Even if you choose to ignore their inventive one-shot ideas and wide range of unusual firepower, the Aleste series remains an excellent example of a genre famed and feared for its demanding action and unforgiving difficulty, and for all their many differences there's still a cohesiveness to the series; an intangible feel that unites them even if on paper they appear to be worlds apart. Specific shot types may come and go (as does the ability to manually switch between types of types, as in Super Aleste, at will) but they always fall into similar roles, always giving players the opportunity to pick up some sort of generic all-rounder, a defensively orbiting helper, powerful lasers, or a homing attack.

The same thinking applies to how they're collected and powered up too: Maybe this game the pickup icons slowly rotate through all the available choices as they lazily make their way down the screen or shoot away at high speed when released from their ground-based starting points, but they always leave you asking the same questions even under wildly different circumstances – do you want to take the chance to switch to the directional shot that lets you cleanly pick off the upcoming turrets sitting on the sides, or would you be better off with a defensive barrier to absorb some bullets? You're almost at the boss, do you switch to high-power lasers and try to make it through the tricky swarms preceding it, or do you play it safe and rely on your weaker homing shots and own ability to dodge the inevitable hail of bullets?

While they aren't as famous or as glamorous as some of their arcade-born cousins, there's a clear approach to style and design underpinning Compile's shmups that extends both forwards and backwards from Aleste, running from at least 1986's Guardic (MSX) all the way through to Compile's final 2001 release Zanac X Zanac (PlayStation) – it's a certain texture that seeps into everything from the general pace of the games to the way the weapons on offer interact with the offensive forces heading your way and can even be found in smaller but equally important touches, such as the way the little power-up capsules in Compile's Rude Breaker (PC-98) arc towards you in exactly the same way they do in Musha Aleste.
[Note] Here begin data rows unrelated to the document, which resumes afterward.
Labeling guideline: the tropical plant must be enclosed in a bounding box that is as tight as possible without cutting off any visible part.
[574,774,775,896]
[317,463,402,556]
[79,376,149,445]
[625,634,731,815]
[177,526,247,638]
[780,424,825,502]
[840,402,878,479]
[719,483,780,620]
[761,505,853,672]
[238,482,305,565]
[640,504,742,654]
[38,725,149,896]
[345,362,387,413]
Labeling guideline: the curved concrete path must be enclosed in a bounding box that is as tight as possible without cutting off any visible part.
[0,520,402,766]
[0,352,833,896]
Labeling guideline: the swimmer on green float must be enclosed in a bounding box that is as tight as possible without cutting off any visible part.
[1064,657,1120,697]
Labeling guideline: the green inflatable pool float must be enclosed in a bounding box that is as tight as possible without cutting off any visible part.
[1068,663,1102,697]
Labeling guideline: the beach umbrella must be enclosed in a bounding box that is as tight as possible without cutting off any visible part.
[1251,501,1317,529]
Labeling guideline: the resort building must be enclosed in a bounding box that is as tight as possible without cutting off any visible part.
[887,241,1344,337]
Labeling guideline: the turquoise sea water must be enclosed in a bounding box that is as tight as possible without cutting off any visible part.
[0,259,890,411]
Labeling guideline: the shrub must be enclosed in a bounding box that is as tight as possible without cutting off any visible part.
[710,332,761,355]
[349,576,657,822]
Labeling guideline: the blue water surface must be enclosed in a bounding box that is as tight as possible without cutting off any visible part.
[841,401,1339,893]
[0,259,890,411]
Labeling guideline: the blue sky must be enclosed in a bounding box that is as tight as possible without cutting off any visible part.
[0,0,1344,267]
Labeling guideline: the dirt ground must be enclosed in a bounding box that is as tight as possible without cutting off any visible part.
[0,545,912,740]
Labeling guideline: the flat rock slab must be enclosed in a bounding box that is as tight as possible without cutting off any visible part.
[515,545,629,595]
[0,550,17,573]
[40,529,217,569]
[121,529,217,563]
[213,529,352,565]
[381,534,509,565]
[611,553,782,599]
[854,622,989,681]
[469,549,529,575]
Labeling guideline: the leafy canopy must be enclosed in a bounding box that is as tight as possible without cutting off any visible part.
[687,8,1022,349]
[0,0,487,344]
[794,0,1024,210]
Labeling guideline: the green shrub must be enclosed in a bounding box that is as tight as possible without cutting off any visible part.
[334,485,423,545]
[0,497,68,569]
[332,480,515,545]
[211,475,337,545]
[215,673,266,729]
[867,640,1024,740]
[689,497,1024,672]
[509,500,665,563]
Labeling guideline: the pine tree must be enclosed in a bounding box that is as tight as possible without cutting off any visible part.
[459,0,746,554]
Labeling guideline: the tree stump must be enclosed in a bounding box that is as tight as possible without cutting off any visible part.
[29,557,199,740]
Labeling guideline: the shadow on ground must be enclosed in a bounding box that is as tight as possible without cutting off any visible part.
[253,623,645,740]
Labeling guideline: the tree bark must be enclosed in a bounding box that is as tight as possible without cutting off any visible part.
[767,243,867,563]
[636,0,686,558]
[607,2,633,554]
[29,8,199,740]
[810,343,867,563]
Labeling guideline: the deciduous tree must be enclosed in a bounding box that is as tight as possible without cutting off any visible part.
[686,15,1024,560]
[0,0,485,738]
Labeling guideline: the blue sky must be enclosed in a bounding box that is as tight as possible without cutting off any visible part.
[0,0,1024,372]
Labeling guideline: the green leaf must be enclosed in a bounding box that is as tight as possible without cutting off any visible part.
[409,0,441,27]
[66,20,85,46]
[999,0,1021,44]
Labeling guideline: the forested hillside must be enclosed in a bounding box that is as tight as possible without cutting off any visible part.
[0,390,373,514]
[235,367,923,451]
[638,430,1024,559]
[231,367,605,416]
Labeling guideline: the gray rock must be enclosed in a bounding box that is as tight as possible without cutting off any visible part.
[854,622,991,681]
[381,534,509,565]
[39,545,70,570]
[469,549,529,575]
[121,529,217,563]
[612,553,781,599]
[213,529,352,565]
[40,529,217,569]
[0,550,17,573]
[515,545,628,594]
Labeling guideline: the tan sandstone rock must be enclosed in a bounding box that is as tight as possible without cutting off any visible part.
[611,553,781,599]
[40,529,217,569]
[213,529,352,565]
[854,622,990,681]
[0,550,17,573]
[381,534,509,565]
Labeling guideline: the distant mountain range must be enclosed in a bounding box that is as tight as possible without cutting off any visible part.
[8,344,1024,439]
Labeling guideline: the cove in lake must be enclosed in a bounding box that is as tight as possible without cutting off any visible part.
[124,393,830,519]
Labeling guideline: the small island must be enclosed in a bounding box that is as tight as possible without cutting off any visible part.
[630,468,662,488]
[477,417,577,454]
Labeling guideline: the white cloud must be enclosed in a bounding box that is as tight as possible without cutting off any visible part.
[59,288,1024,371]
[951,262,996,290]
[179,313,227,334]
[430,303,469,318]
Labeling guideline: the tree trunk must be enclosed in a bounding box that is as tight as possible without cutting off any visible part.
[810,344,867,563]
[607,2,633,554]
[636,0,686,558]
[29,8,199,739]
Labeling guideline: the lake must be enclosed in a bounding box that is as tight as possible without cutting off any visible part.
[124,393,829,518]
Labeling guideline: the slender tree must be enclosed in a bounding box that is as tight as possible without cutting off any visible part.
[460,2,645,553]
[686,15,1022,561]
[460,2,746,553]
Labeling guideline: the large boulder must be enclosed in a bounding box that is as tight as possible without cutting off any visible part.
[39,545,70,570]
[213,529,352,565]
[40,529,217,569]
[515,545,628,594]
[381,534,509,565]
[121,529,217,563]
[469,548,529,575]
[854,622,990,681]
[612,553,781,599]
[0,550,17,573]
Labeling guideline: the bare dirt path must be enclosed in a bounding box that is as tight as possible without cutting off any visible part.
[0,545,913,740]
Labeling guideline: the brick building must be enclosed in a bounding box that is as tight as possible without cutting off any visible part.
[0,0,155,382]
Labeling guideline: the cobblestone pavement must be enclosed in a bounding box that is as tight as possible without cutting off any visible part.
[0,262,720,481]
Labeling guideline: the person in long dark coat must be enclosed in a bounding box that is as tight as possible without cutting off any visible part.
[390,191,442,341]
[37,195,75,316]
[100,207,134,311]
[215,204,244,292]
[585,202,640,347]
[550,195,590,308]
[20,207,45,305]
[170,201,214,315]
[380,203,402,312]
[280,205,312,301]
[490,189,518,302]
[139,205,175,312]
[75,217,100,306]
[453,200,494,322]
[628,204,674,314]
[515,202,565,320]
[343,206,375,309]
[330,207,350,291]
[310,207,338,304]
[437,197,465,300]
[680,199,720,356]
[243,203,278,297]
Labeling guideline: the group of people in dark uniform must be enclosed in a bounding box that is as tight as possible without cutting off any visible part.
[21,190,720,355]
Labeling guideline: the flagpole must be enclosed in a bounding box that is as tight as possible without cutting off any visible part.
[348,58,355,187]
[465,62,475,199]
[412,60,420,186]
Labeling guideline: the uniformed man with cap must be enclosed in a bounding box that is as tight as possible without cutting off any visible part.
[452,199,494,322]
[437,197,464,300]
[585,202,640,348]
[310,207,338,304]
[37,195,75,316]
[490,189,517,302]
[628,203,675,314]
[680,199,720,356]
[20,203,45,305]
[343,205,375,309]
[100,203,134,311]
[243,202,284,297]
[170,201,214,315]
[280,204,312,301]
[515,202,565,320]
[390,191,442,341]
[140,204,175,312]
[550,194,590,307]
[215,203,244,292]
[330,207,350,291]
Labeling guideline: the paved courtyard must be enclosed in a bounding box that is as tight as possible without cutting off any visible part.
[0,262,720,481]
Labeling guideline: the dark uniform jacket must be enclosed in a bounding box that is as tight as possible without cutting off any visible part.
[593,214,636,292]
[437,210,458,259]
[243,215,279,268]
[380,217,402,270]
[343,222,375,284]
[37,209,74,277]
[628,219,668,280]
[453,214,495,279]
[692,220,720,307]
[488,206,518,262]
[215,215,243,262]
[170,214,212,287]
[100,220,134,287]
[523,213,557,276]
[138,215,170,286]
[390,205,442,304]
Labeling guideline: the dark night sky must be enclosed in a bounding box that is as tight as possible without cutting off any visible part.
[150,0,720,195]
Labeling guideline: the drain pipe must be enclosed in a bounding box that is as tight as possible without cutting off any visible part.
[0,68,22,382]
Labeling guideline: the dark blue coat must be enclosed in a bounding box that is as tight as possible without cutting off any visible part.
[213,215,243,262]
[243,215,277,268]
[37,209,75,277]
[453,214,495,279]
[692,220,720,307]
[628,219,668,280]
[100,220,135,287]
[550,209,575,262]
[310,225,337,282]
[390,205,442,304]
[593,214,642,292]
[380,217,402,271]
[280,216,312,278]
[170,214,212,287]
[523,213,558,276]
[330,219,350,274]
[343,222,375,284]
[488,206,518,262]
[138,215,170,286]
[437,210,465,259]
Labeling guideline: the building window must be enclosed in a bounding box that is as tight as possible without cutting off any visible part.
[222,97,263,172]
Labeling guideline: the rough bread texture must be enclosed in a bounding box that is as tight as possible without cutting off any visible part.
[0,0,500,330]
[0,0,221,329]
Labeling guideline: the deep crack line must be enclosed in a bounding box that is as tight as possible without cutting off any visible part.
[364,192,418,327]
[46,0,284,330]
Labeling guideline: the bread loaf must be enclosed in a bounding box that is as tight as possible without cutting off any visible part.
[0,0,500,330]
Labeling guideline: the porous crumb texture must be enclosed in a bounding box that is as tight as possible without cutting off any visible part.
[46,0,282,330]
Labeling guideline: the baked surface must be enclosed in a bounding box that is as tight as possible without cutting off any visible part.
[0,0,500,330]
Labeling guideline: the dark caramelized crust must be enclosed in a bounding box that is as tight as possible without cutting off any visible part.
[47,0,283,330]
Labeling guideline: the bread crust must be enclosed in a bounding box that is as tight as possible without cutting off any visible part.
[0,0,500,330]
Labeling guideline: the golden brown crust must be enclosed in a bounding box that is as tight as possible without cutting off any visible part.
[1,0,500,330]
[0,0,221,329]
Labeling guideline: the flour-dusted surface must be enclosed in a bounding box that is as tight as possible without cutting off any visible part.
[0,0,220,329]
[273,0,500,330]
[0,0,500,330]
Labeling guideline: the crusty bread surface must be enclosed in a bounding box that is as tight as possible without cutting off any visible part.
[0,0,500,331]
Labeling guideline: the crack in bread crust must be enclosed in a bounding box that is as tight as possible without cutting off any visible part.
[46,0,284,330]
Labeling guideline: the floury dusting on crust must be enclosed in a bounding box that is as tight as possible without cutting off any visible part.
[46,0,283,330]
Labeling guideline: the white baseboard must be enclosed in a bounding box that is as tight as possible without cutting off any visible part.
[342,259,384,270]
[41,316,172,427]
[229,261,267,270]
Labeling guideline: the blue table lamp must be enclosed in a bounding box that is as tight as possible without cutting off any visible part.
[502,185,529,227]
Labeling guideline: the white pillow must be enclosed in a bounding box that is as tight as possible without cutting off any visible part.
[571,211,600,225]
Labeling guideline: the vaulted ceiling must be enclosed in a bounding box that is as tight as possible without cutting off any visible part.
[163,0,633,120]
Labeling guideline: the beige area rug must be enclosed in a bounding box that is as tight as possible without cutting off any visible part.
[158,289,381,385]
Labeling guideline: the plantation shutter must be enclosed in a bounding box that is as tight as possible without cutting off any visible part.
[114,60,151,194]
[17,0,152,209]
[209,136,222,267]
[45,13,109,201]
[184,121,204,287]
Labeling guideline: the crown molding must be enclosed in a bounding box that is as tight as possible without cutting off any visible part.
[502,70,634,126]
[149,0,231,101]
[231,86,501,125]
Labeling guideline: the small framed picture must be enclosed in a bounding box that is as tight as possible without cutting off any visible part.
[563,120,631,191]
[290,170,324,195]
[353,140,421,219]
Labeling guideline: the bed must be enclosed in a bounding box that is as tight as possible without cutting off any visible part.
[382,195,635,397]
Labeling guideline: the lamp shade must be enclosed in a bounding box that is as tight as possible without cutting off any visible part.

Of course, with the exception of GG Aleste 3, these games are at best twenty-seven years old, and going back to them today makes it very clear just how much the genre has changed over the decades. Vertical shmups are now almost exclusively thrilling "bullet hell"-style challenges, players doused in wave after wave of hypnotic curtain fire and expected to weave their tiny hitboxes way through largely predetermined "set piece" patterns, none of which does screenshots of Aleste's "Five bullets at a time, maybe" approach to the genre much good.

The key difference is just about every bullet you ever face in Aleste is going to be heading straight for you, turning what by modern shmup standards would be considered a mostly clear screen into deadly assaults by vicious little enemies that always seem to either move too fast or conversely hang around too long for comfort. They're a challenging but not unfair line of shmups, all of them beautifully polished and consistently punching above their weight – and this was a developer that did shmups on the side, a total genre shift when they happened to be in the mood, rather than a company that dedicated themselves to shmupping and nothing else – and they still turned in a string of incredible classics fondly remembered and now officially celebrated decades later, a whirlwind of creativity capable of standing shoulder-to-shoulder with the genre's very best. Not bad for "those Puyo guys", is it?